In addition, the image TEM shows TiO2-NRs with diameters between 10 and 20 nm and lengths between 80 and 100 nm, together with crystals of smaller size. Thus, the synthesis method needs further improvement to increase the growth selectivity during the synthesis process. It is essential to note that the NaF concentration played a significant role and that the pure brookite phase could only be produced when the Na:Ti molar ratio was at least 1:1. High-quality brookite TiO2-NRs were prepared in a concentrated NaF solution. Pure anatase TiO2-NPs were prepared without the use of NaF. Moreover, since NaF concentration affects the morphology and size of TiO2-NCs, it is possible to change the ratio of brookite and anatase TiO2 [22]. Fluorine is believed to play an important role in how the morphology and size of TiO2 are affected by NaF concentration, as it can increase the photocatalytic activity and regulate the morphology of TiO2 particles. To successfully make a pure brookite phase, the third sample was created using TNBT as a precursor and NaF as a morphology control agent. TEM and HRTEM pictures of the created TiO2 nanorods are shown in Figure 3. (TiO2-NRs). The nanorods have average lateral dimensions of ~12 nm and ~80 nm, while the nanoparticles have average lateral sizes of ~5 nm. HRTEM images confirm the anatase and brookite phases in both samples. The HRTEM image of the brookite sample (Figure 3b) shows the atomic levels. Figure 3b shows the ImageJ-determined lattice fringes of a single NR with a lattice plane spacing of ~0.25 nm, which corresponds to the 101-lattice spacing. This corresponded to the spacing between adjacent (200) lattice planes, which was confirmed by XRD analysis. The SAED pattern corresponds to the diffraction pattern of anatase TiO2 with the zone axis along the {121} direction [15].
Our findings unequivocally support the brookite phase of the nanorods because anatase and rutile formations don’t have the same lattice spacing. The small crystals also exhibit brookite phase, which was later confirmed by XRD. Although the thickness of the nanorods is small, the {101} facet accounts for up to 80% of the total thickness because it is not perpendicular to the basal planes. Due to the high-energy {101} facets, brookite nanorods are expected to be reactive in catalytic reactions, and the photocatalytic efficiency can be enhanced by trapping photoinduced holes and electrons through these redox sites, which is of great interest [30]. The fourth sample was synthesized as mentioned above, where alcoholysis of TNBT only in ethanol without morphology agent resulted in pure nanoparticles (TiO2-NPs). Figure 4 shows TEM images of the fabricated TiO2-NPs. The nanoparticles have an average size of ~5–10 nm.

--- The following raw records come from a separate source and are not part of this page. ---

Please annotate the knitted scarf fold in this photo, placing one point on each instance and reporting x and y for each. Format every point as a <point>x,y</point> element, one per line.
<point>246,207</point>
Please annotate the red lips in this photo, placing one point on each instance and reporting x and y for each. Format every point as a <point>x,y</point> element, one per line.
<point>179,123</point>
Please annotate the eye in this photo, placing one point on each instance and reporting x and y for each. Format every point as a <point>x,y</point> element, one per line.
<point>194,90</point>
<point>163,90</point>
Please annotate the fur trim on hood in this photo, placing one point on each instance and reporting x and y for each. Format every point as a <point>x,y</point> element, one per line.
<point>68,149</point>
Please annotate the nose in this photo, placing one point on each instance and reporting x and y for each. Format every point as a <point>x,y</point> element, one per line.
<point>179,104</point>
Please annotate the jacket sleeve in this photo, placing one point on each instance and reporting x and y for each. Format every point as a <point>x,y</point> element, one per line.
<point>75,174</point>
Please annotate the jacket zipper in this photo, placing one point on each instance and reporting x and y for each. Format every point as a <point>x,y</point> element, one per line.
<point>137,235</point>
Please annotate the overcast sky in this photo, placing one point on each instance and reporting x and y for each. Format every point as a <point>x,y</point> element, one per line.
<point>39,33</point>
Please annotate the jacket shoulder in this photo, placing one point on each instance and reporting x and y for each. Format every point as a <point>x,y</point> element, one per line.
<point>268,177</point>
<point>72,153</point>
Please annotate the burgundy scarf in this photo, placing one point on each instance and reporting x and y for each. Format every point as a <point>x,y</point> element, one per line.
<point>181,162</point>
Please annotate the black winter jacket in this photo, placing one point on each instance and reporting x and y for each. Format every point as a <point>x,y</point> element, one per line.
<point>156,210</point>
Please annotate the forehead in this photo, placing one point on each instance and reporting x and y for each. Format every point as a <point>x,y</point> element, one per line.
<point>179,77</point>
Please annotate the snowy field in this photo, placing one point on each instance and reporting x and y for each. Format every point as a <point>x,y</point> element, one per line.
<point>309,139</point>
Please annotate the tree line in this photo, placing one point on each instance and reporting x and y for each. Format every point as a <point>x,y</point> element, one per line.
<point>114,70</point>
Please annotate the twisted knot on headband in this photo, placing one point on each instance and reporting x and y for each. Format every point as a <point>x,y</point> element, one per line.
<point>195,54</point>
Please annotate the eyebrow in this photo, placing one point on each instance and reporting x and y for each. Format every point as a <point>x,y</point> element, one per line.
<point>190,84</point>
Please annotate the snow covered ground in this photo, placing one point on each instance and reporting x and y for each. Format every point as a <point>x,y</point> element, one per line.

In general, the HRTEM images of the samples show the atomic planes confirm with the XRD pattern the anatase and brookite phases are achieved. The brookite sample exhibits a mixture of nanorods and nanoparticles, such as QDs (Sample 2), while the anatase sample consists of small agglomerated nanoparticles of size ~5–10 nm (Sample 4).

6. Structural Properties

The phase structure, crystallite size, and crystallinity of TiO2 have a great influence on the photoelectric conversion efficiency of DSSCs. The crystalline structural properties of samples will be investigated by X-ray diffraction (XRD) technique. XRD is generally used to study the crystallinity, crystal structures, and lattice constants of the nanostructures. Here, about 10 mg of TiO2-NCs was pressed into a smooth layer on the surface of a metal or glass holder.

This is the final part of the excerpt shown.